А уж маржа на этой самой проволоке образовалась такая, что легко было и первых, и вторых, и третьих щедро отблагодарить. Хватило и на то, чтобы надзирающие органы успокоить и потенциальных конкурентов придушить в зародыше.
Другие версии происхождения щелинских денег банально увязывались с торговлей ломом цветных металлов и жидкостью из устий нефтяных скважин. Но это принято почти всем богачам приписывать. Версия с колючей проволокой казалась более экзотической, а потому и более интересной, и журналистскому люду хотелось верить именно в нее.
Так или иначе, но вдруг появился сибиряк Щелин в Москве с немереными деньгами и без ясного представления о том, что именно с ними делать дальше. Хотел вроде бы театр купить, поскольку был, кажется, режиссером по образованию. Но раздумал. Обратил свой взор на средства массовой информации. Был он, оказывается, подписчиком «Вестей» в третьем поколении, для него это название в детстве было синонимом слова «газета». И почти синонимом слова «Москва».
Подумал он – вот это будет круто! И перекупил по случаю изрядный пакет акций. А потом пришел в газету и сказал: у меня одна задача – помочь сохранить вашу редакционную независимость. Чтобы сам журналистский коллектив, прямо как во французской «Монд», определял свою стратегию и редакционную политику и соответственно выбирал себе руководителей.

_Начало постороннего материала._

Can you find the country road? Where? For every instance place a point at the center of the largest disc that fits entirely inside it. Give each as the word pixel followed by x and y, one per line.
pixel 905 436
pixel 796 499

Но не хотелось бы, говорил он, чтобы вы превратились в очередной «Московский комсомолец» или в «Комсомолку». Нужна же России хотя бы одна серьезная, качественная газета, своя «Нью-Йорк таймс». Но желательно при этом, чтобы она все же окупалась как-нибудь, а со временем и доход какой-никакой приносила. Так что давайте работать вместе в этих параметрах.
И вот теперь от Щелина и его верности заявленной программе очень сильно зависела судьба газеты, которую рвали на части всякие могущественные силы, и частные, и государственные. Как это так, залоговые аукционы идут, а они ни при чем, а они – нейтральные, целку из себя строят, понимать… Да и выборы президентские не за горами, а они что-то не определятся никак: за красных они или за белых, на коммунистов будут работать или на Ельцина? Как это – ни на кого? И неужели никто их к рукам не приберет? Да так не бывает!
– Ну и что твой Щелин? – словно прочитав мысли Данилина, вдруг спросил Игорь. – Все темнит? Все редакционной независимостью клянется? Я вот слышал, что он с солнцевскими связался.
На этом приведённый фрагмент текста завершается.